# In the barn today -



## kelebek (Oct 5, 2007)

I just had to share - I trimmed hooves on everyone but my main buck, Donnie, today and while I was trimming I felt babies in Delight!! YAH!! She is due sometime between 6-8 weeks!! J-Nels Delight is bred to Rosasharn's TL Cauldron ... I am so stoked!!

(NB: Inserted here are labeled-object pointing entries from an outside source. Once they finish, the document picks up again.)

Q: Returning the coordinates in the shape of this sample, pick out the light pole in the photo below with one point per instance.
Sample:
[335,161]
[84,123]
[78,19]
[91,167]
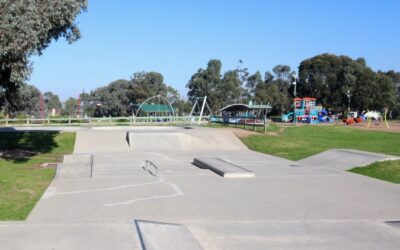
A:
[348,103]
[294,100]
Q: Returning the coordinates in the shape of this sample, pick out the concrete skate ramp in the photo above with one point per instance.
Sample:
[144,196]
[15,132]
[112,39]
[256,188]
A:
[223,168]
[345,159]
[155,235]
[180,139]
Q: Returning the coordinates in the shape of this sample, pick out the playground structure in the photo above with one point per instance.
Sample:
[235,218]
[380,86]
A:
[305,110]
[166,108]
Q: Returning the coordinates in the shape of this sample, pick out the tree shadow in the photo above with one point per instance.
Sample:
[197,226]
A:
[20,146]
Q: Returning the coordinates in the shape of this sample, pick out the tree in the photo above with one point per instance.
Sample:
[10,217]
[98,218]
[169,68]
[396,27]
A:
[273,90]
[70,107]
[26,29]
[246,91]
[28,101]
[253,81]
[329,78]
[52,101]
[205,82]
[111,100]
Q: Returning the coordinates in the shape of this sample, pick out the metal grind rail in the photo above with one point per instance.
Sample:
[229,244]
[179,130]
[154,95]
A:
[151,168]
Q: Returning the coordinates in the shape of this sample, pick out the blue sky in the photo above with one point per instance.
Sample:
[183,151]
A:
[177,37]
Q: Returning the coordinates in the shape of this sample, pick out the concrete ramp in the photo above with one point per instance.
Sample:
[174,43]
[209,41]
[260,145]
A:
[156,236]
[345,159]
[181,139]
[75,166]
[223,168]
[159,141]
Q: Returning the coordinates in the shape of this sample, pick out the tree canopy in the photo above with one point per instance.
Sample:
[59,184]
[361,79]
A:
[27,28]
[330,79]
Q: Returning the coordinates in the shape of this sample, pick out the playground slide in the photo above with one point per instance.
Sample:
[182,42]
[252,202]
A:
[287,117]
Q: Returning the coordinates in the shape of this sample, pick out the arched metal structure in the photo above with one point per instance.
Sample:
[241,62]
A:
[156,96]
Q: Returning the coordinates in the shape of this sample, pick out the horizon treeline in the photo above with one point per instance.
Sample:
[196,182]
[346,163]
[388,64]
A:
[327,77]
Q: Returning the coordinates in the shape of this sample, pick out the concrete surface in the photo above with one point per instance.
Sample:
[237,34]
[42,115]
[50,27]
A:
[312,204]
[154,235]
[223,168]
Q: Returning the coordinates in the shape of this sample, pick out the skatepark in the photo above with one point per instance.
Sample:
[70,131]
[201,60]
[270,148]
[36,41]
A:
[201,188]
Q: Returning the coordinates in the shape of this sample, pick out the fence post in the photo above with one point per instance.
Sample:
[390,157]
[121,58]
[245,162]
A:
[265,125]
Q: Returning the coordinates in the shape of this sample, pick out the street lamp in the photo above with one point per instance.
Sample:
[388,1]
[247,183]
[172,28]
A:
[294,100]
[348,103]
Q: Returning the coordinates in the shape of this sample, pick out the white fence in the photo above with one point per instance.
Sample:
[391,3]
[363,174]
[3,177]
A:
[69,121]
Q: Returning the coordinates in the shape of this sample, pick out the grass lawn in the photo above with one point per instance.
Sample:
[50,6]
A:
[296,143]
[22,179]
[385,170]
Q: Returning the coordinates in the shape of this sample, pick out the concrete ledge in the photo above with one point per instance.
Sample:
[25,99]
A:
[156,235]
[223,168]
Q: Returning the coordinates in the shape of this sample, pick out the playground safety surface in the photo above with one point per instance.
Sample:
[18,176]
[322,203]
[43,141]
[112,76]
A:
[106,197]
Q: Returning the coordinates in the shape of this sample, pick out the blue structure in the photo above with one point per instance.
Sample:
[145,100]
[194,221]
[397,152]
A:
[305,110]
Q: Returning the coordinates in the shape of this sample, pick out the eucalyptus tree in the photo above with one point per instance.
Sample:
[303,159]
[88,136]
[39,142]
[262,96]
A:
[26,29]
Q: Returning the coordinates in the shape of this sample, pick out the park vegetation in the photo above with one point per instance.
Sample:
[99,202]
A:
[336,81]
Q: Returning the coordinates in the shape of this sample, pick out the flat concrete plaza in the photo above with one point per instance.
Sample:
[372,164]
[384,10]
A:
[136,188]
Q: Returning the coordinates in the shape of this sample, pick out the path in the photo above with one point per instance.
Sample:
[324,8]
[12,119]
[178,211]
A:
[286,205]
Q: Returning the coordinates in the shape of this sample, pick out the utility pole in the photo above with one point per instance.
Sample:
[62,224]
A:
[41,115]
[348,103]
[294,100]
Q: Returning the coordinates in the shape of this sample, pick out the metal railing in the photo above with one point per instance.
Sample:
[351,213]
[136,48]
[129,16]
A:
[151,168]
[70,121]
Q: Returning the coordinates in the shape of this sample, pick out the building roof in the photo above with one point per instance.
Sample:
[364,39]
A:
[245,107]
[161,108]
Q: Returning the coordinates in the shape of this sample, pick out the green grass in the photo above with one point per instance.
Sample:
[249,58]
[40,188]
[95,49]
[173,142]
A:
[22,179]
[296,143]
[385,170]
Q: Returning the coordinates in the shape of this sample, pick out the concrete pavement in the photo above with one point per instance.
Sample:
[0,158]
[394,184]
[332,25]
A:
[311,204]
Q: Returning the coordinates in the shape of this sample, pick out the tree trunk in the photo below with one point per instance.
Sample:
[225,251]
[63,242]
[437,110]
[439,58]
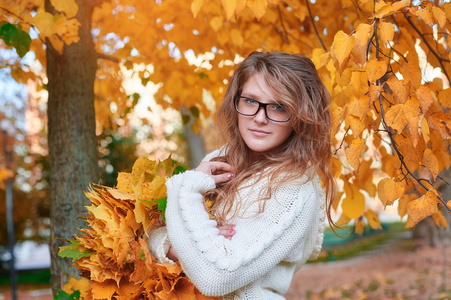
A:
[196,147]
[72,139]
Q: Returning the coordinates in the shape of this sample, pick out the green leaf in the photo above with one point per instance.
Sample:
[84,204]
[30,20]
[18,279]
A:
[62,295]
[74,251]
[14,36]
[162,206]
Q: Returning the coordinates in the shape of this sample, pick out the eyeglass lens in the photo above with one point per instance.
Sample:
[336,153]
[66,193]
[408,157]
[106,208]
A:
[249,107]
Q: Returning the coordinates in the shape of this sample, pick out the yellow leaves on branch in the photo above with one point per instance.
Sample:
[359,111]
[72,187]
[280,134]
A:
[423,207]
[61,28]
[388,191]
[354,153]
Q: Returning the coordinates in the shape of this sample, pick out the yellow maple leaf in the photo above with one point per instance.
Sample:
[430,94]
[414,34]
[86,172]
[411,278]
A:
[402,203]
[229,7]
[430,161]
[395,117]
[389,190]
[400,88]
[196,5]
[399,5]
[425,96]
[439,15]
[422,207]
[426,14]
[387,31]
[359,107]
[354,153]
[342,46]
[45,23]
[373,219]
[216,22]
[68,7]
[103,290]
[439,219]
[444,97]
[258,7]
[353,204]
[74,284]
[442,123]
[359,227]
[363,33]
[375,69]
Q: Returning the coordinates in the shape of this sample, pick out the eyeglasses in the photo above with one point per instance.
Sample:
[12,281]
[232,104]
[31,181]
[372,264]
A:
[250,107]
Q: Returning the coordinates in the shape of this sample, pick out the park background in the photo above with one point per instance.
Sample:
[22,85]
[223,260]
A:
[89,86]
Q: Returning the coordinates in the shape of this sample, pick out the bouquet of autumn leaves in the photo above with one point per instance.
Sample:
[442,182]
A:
[112,252]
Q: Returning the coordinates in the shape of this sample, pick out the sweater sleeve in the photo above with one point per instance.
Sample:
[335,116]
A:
[218,266]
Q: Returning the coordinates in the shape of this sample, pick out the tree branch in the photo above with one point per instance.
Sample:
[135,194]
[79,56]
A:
[285,37]
[391,134]
[107,57]
[314,27]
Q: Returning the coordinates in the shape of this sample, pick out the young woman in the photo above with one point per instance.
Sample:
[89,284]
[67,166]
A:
[269,206]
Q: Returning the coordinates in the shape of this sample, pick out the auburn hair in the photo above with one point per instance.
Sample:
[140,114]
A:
[294,79]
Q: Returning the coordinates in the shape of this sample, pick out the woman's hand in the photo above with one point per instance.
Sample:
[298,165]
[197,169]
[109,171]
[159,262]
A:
[227,231]
[219,171]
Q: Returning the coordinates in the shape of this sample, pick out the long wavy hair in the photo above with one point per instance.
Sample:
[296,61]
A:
[294,79]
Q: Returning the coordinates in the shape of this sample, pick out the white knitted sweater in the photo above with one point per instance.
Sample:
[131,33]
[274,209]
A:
[261,258]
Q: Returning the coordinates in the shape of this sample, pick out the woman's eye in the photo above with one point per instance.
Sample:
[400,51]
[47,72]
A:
[278,108]
[250,100]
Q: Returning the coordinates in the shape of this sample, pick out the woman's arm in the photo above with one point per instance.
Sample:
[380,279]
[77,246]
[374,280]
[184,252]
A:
[218,266]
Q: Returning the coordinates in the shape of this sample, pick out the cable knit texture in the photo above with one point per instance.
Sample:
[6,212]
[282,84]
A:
[268,247]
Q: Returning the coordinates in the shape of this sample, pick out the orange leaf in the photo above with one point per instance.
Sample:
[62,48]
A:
[103,290]
[387,32]
[399,5]
[229,7]
[400,88]
[439,15]
[375,69]
[374,92]
[342,46]
[426,14]
[395,117]
[258,7]
[442,123]
[389,190]
[444,97]
[430,162]
[359,107]
[354,153]
[373,219]
[353,204]
[402,203]
[423,207]
[359,227]
[68,7]
[425,96]
[439,219]
[196,5]
[363,33]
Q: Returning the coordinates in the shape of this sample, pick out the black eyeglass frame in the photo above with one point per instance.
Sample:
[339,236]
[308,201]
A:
[260,105]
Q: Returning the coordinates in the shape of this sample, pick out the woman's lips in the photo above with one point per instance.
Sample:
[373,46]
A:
[258,132]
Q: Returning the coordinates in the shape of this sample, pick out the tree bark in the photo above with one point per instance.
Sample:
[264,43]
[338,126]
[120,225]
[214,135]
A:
[72,139]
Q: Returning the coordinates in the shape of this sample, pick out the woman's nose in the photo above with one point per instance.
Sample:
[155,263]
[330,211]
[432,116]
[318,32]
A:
[260,117]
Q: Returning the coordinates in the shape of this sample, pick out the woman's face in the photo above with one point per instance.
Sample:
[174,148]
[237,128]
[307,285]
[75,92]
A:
[258,132]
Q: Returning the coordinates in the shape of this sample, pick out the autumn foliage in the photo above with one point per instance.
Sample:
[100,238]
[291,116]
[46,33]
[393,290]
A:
[385,63]
[112,252]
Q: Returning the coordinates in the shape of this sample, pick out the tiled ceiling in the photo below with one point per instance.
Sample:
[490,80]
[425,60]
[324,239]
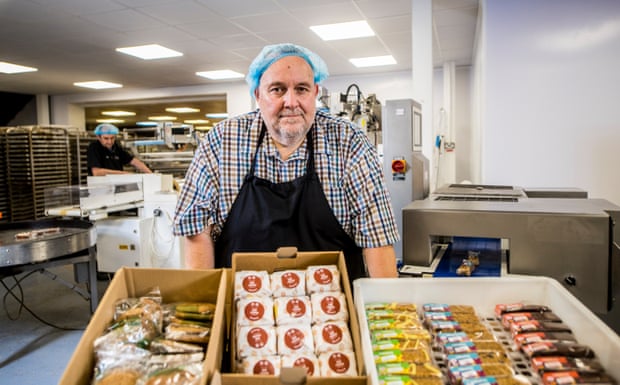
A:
[75,40]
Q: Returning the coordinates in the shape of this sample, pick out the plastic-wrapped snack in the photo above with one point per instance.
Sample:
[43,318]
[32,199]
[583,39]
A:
[307,361]
[164,346]
[510,318]
[332,336]
[255,311]
[188,333]
[528,338]
[458,373]
[261,365]
[391,323]
[337,363]
[256,341]
[288,283]
[190,374]
[410,369]
[195,311]
[549,348]
[118,376]
[572,377]
[294,339]
[402,344]
[408,380]
[394,306]
[519,307]
[322,278]
[329,306]
[292,310]
[252,283]
[477,358]
[537,326]
[561,363]
[376,314]
[414,356]
[400,334]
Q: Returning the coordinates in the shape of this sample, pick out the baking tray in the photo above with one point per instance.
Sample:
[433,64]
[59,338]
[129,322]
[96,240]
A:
[483,294]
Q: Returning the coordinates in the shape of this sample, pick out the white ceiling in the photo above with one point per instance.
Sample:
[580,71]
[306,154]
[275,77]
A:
[75,40]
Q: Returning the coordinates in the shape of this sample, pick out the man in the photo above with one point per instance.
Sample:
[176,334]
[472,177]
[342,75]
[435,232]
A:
[106,157]
[287,175]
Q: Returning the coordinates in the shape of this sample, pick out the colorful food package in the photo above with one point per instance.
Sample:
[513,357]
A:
[288,283]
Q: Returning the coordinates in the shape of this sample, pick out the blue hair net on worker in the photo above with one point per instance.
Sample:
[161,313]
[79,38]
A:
[106,129]
[272,53]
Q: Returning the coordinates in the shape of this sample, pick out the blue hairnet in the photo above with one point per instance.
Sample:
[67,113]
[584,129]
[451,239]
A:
[272,53]
[106,129]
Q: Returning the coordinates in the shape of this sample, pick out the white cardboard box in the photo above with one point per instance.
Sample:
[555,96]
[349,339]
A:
[484,293]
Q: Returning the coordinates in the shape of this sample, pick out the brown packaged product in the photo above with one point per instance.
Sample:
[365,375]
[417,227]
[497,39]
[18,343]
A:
[119,377]
[549,348]
[573,377]
[528,338]
[519,307]
[561,363]
[510,318]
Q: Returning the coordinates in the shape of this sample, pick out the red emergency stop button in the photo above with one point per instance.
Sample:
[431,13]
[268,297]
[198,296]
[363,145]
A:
[399,165]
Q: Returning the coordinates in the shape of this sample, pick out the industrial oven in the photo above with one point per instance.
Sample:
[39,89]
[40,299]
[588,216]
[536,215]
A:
[559,233]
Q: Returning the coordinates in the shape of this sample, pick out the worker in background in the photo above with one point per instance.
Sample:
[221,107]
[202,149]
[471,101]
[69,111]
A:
[106,157]
[287,175]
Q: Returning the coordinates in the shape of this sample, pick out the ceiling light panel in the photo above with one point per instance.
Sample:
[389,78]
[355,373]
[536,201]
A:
[97,84]
[373,61]
[220,74]
[182,110]
[341,31]
[149,51]
[10,68]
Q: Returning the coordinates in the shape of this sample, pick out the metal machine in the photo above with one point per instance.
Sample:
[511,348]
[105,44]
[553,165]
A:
[132,214]
[559,233]
[406,169]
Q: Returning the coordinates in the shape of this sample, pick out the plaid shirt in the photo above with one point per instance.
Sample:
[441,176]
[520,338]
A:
[347,165]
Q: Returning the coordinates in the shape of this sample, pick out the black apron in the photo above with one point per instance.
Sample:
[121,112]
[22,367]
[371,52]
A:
[266,216]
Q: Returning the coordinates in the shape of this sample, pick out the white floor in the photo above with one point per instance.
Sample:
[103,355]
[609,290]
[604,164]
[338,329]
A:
[35,348]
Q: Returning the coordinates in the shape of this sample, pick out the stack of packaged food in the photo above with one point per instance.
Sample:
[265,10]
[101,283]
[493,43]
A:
[549,344]
[153,343]
[293,318]
[401,345]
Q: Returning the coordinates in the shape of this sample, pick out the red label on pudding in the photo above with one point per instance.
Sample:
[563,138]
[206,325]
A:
[264,367]
[339,363]
[254,311]
[296,308]
[290,280]
[332,334]
[303,362]
[330,305]
[294,339]
[257,337]
[252,283]
[323,276]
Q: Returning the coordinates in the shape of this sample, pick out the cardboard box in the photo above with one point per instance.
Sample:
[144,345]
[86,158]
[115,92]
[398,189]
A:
[286,259]
[483,294]
[175,285]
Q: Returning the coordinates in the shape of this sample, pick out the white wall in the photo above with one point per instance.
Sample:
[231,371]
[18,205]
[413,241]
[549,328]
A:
[551,89]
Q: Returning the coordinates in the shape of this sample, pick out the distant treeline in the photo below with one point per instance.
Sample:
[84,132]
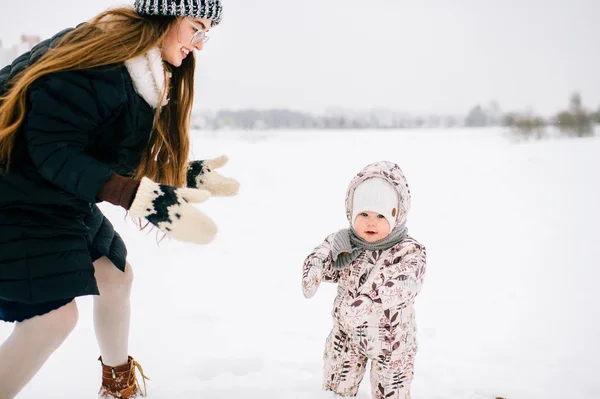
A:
[573,121]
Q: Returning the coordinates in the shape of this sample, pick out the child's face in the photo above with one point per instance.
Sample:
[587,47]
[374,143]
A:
[371,226]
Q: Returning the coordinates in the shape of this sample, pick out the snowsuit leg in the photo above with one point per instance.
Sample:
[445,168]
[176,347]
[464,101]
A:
[344,365]
[391,375]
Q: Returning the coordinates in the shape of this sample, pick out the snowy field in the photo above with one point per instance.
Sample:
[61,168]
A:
[510,304]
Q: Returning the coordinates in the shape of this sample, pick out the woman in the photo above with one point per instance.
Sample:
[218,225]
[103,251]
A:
[97,113]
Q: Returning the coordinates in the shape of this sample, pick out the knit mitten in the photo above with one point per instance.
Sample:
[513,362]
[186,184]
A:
[169,209]
[202,174]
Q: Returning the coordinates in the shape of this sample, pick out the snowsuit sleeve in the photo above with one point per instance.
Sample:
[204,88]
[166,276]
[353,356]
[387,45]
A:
[400,288]
[64,110]
[318,266]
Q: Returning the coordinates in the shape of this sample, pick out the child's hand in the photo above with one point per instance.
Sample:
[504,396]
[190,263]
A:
[317,263]
[313,273]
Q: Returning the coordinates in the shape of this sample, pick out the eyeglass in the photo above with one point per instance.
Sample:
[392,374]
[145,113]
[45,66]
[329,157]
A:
[199,36]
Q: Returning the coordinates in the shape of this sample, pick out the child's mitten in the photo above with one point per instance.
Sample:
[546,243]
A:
[202,174]
[169,209]
[313,274]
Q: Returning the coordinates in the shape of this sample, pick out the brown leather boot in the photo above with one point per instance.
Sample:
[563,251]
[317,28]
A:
[121,381]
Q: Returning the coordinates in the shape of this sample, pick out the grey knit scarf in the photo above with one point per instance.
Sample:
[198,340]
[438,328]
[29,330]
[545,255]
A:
[346,245]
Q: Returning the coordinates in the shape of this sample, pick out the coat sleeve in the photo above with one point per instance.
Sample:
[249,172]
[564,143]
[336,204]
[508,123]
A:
[318,266]
[400,288]
[64,110]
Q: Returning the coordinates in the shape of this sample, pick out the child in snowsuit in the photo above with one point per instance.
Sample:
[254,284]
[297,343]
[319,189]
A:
[379,270]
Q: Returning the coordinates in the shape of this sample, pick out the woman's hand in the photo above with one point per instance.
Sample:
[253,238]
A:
[169,208]
[202,174]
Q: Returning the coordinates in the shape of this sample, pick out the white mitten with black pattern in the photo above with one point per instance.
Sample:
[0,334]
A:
[170,209]
[202,174]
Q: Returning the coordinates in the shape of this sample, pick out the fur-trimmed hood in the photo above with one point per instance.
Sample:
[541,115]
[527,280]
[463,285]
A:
[149,78]
[390,172]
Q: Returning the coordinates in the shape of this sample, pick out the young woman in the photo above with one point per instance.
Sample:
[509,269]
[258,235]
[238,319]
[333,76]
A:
[97,113]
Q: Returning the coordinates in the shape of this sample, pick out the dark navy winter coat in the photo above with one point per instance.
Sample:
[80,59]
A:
[81,126]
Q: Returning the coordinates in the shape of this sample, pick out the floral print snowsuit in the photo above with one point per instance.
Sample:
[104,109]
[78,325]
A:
[373,312]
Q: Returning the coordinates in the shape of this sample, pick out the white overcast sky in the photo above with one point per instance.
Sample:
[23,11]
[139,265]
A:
[419,56]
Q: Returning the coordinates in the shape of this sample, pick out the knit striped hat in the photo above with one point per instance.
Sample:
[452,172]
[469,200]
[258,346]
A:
[182,8]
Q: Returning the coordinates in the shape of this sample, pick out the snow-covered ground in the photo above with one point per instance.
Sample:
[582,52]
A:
[510,305]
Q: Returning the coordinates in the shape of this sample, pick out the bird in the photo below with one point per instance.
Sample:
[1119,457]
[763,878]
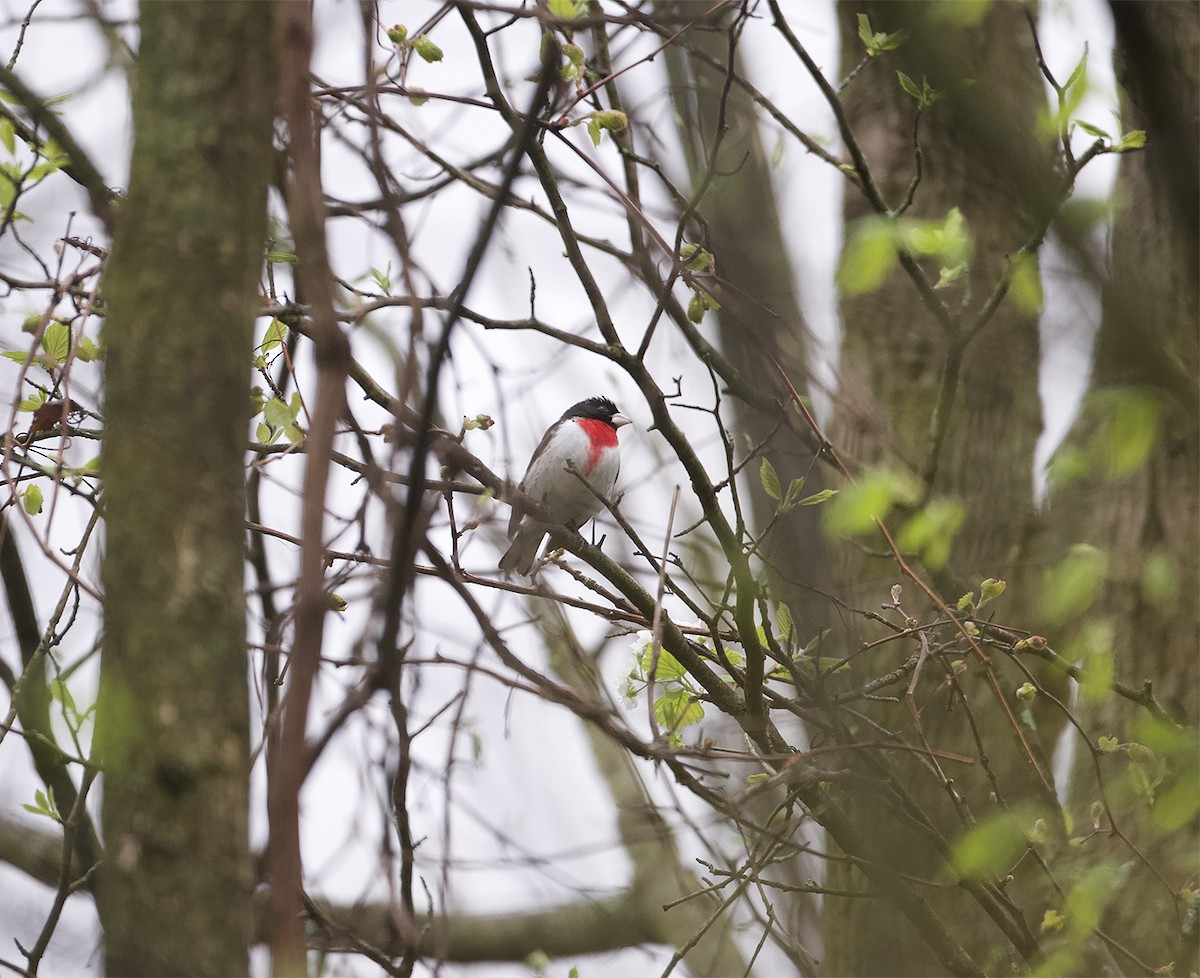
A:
[581,443]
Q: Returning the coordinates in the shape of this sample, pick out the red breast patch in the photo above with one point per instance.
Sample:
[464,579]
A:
[601,437]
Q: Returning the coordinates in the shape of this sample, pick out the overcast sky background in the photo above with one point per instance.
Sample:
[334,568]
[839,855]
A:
[534,783]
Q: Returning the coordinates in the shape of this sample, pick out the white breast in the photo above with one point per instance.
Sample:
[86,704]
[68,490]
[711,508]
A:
[564,498]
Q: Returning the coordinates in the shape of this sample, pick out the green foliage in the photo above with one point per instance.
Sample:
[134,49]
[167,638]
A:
[924,95]
[1025,283]
[677,703]
[1092,647]
[45,805]
[964,13]
[1131,429]
[677,708]
[868,256]
[700,304]
[696,258]
[1069,587]
[426,49]
[1126,426]
[769,479]
[567,10]
[1073,925]
[857,507]
[31,499]
[876,42]
[989,850]
[611,120]
[33,402]
[871,249]
[281,418]
[930,531]
[275,334]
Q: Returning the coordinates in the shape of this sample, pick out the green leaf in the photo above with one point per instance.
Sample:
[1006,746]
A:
[31,499]
[949,240]
[678,708]
[868,256]
[864,30]
[931,531]
[784,623]
[948,276]
[792,497]
[769,479]
[1069,587]
[273,336]
[425,47]
[817,497]
[567,10]
[909,85]
[1132,141]
[57,341]
[87,351]
[1092,647]
[991,589]
[1080,71]
[33,402]
[1131,430]
[964,13]
[1092,130]
[989,850]
[611,120]
[871,498]
[1161,580]
[669,667]
[277,414]
[383,279]
[1025,283]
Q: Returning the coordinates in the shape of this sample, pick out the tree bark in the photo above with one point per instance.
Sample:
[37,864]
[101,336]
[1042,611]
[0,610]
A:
[903,365]
[1146,517]
[173,723]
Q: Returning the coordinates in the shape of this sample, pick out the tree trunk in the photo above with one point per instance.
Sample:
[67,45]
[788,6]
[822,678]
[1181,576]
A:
[1141,508]
[173,725]
[900,366]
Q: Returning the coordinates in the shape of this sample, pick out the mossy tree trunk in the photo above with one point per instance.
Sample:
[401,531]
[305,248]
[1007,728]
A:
[173,726]
[921,393]
[1135,497]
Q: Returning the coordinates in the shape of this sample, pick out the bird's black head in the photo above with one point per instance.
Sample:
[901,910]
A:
[599,409]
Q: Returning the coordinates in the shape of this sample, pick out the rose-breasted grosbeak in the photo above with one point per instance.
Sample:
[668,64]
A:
[581,443]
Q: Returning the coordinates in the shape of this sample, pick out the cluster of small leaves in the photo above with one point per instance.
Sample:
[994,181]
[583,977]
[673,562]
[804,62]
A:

But then I was also playing with the ducks and what not and got some super cute pics of them -


----------



## cdtrum (Aug 25, 2008)

Sooooo sweet.......love the first and second pic!


----------



## TinyHoovesRanch (Jan 16, 2010)

Seeing this makes me miss having my duck 

Yours are soooo cute!


----------



## Mon Reve Farm (Jun 25, 2010)

Great pictures!!

Ours have just finally filled in from their molt. One of the Cayugas now has white spots all over her chest. My daughter has been calling her "Dot". She looks so funny!!


----------



## VickiH (Sep 24, 2010)

So pretty! My ducks are quacking crazy but I  them. I have Welsh Harlequins.


----------



## KW Farms (Jun 21, 2008)

To cute. Can't wait to see what Delight has for ya!!


----------



## toth boer goats (Jul 20, 2008)

They are gorgeous.......... :thumb: :greengrin:


----------



## kelebek (Oct 5, 2007)

Thank you


----------



## toth boer goats (Jul 20, 2008)

Your welcome.... :greengrin:


----------



## nancy d (Oct 5, 2007)

So CUTE! Allison you sure are great with the camera!


----------



## kelebek (Oct 5, 2007)

Nah - just able to get pics if I hang out outside long enough. My camera is not "expensive" - it was only like 200 - but i really do like it alot


----------